When I was a teenager, learning to drive, we had a three foot diameter maple tree on the absolute edge of our home’s driveway. This tree abutted the black top–no grass for buffering error. Backing the car out of the driveway meant the tree loomed and teased, begging me to scrape up against it, every time. Most of the time I drove my dad’s VW Beetle, so it was easy to miss the tree. After I’d been driving some months, my dad let me drive the big fancy sedan, necessary to haul our little Sunfish sailboat, to the local lake. He was so worried about me taking the big family car and driving an hour away, boat on top. I promised I’d be so careful, and I worried all day, even making my friends walk farther across the hot parking lot in bare feet, boat in the air, so I could park FAR away from other cars. All went well. No scrapes for the car, all the way to the lake and back. We unloaded the boat, and I had to back the big car out of the drive once more to let my sister out of the drive with the VW. The sickening sound of the driver’s side front fender on that tree, on this final backing, is forever burned in my brain. As is the shame. My dad wasn’t even that mad–but I felt terrible. Even though my big sister had driven this same big sedan into a HUGE ditch the year before, miles from civilization in a Canadian campground, and she’d survived.

Not only do we punish ourselves on multiple occasions for the same flaw, we often punish those we love as well: every time we remember their mistake.

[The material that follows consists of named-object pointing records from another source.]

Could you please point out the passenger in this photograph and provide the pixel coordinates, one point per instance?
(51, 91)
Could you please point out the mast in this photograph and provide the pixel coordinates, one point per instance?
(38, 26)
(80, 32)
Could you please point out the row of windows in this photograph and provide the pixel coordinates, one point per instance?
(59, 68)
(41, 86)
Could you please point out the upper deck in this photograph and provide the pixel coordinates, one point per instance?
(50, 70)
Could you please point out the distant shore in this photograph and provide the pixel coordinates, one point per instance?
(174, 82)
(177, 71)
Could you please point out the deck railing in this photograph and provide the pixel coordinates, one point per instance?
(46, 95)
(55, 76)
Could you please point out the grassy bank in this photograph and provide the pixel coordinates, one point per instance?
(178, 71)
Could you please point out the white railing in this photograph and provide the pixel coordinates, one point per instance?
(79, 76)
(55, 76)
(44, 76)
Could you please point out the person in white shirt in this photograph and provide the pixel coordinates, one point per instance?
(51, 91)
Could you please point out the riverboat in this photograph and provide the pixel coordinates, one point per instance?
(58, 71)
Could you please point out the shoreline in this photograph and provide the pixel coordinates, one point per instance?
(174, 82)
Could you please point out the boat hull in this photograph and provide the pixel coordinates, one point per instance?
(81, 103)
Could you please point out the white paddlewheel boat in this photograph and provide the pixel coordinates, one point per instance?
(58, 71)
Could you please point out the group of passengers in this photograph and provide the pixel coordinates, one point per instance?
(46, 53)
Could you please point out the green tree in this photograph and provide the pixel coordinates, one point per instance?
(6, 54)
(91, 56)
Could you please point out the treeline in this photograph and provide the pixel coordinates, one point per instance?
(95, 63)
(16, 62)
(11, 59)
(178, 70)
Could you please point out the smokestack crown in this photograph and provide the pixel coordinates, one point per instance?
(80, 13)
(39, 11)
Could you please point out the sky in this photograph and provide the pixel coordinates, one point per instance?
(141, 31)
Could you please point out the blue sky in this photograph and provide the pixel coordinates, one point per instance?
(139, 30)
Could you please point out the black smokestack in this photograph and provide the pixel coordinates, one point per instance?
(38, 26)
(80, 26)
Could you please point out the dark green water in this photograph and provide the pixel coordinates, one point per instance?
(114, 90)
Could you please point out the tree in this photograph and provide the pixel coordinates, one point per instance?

We label, categorize, and judge–based on one incident. Whether we are judging ourselves or others, once is enough. Talk it out with yourself or your loved one, and let it go. If it recurs, revisit the issue. Otherwise, offer some compassion, remember the ratio of good to bad, and move on.

I think I’m ready to let go of that visceral memory. Here it goes: floating away like an errant helium balloon. Have any of your own balloons to release? Join me–I feel better already.

It’s not a super path

Superman/woman syndrome is a sneaky snake in current culture. No matter how many times we’ve heard it, somewhere deep within we harbor the feeling that we can do it all, being all things to all people. This myth dies hard. In straight thinking moments–or days–we embrace the bunk that is superwoman/man, and free ourselves from those expectations. Hurray for a small dose of reality.

However, even when we readily admit that we can’t achieve superpowers, a sneaky leftover part of that drive to be super deserves the ‘who says’ challenge: beliefs about the path to change. We still expect to be like Superman himself, clearing buildings in a single bound. The one-click culture encourages us to expect change to happen just like that. Click off the old behavior, click on the new. Door open or door closed. Instant change and everything is now rosy–i.e. perfect.

Magic wand at the ready, I wish it were this way myself. (Though of course that would mean I was out of a job and I’m not quite ready to retire.) The reality is that it’s a path, often a twisting path at that. It’s two steps forward, then one back. Or it’s a spiral, my favorite illustration about moving toward change, cycling by the same issues again and again, reworking and fine-tuning as we make our way to the goal at the top.

Accepting this winding path as reality stops that old automatic “failure” thinking. When we stumble, or it seems that we are NOT achieving that goal in a single leap, we lose track of the big picture. We conclude that we’ve failed. Time to step back and see that you are on the path. It’s just not a single step, or even a song and dance two-step.

Have a little self-compassion. No single leaps aided by a ruby cape. Just steadily wind your way up the stairs, or along the path, and you’ll soon be where you wish to be. Enjoy the climb.